Le parole del ministro israeliano Smotrich
“C’è una vera e propria bonanza immobiliare a Gaza… Dobbiamo vedere come ci dividiamo la terra in percentuali.”… “La demolizione, la prima fase del rinnovamento della città, l’abbiamo già fatta. Ora dobbiamo solo costruire.” sono a tal punto rivoltanti e disumanizzanti da suscitare, credo, rabbia anche nella più pacifica e gentile anima pacifista e anti-violenta. Non sono da meno alcune dichiarazioni di Hamas, ma ci si aspetterebbe da un ministro di uno Stato un atteggiamento diverso da quello di un’organizzazione terrorista.
Utilizzando i concetti della mentalizzazione si potrebbe sostenere che le posizioni di radicale svalutazione umana da una parte dall’altra corrispondono al modo di equivalenza, tale per cui sotto stress dipingiamo la realtà esattamente come la percepiamo emozionalmente, come i bambini piccoli, quando hanno paura del fantasma sotto il letto. Così come per loro il fantasma esiste nonostante le accurate spiegazioni razionali in senso contrario dei loro genitori, anche per noi il mondo prende i contorni delle nostre emozioni, anche se la ragione ci dovrebbe indurre a considerare ciò che va al di là delle nostre emozioni stesse e a vedere la realtà anche con gli occhi degli altri.

Rimozione 

Un altro meccanismo, ampliamente applicato è quello di rimuovere il più possibile la realtà disturbante e le nostre relative emozioni e di concentrarci sui nostri piccoli giardini, botanici o tecnologici, magari percependo una maggiore rabbia del solito se la mentuccia non cresce bene, l’ultimo modello di cuffie senza fili non mantiene le promesse, ChatGPT è meno intelligente o più stupido del solito, i saldi di stagione si rivelano essere meno convenienti dell‘estate scorsa.
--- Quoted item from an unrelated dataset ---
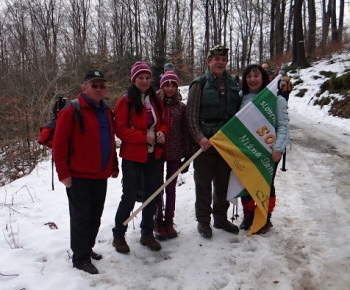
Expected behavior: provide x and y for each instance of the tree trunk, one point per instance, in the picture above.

Soprattutto le notizie, sul genocidio palestinese, sull’invasione dell’Ucraina da parte della Russia e sui mille altri conflitti che affliggono persone di cui non conosciamo nemmeno l’esistenza vengono evitate in nome del benessere soggettivo: tanto non ci posso fare niente, perché devo stare anche male?

Indifferenza

Così tra equivalenza e rimozione, tra rabbia e impotenza, si fa strada l’indifferenza: le guerre in fin dei conti son sempre esistite, i genocidi anche, i politici sono corrotti, le istituzioni internazionali dicono belle parole ma non sono capaci di gesti concreti. Il vero problema in tal modo rimangono i migranti, la criminalità, il carovita, gli stipendi bassi, le scarse, scarsissime possibilità di accedere per i giovani a migliori condizioni lavorative, finanziarie, sociali e culturali. Problemi quanto mai reali e drammatici che vengono investiti di una carica di impotenza e di rabbia ancora più forte. Come quando due partner spergiurano di amarsi alla follia e che l‘unico problema che impedisce loro di essere felici è l‘orario di lavoro, la suocera malata, la cognata intrigante, il bambino capriccioso cui non è ancora stato diagnosticato il disturbo e al quale non è stata ancora prescritta la corretta terapia. Se quel dannato impedimento non ci fosse, loro sarebbero felicissimi o comunque lavorerebbero alla loro relazione in modo utile e costruttivo. Ma poiché nessuno risolve quel dannato impedimento, loro continuano a scannarsi, ad accusarsi reciprocamente delle cose più turpi fino a rassegnarsi e a cedere al silenzio. Un silenzio, si intende, tecnologico, fatto di cuffie, di smartphone e di social, sui quali si può mandare tutti/e a quel paese tutto senza fiatare.
Forse non è vero che il silenzio protegge.
A volte è solo fuga.
Altre volte è ascolto.
Sta a noi decidere se usarlo per nascondere l’orrore o per guardarlo in faccia, e scriverne.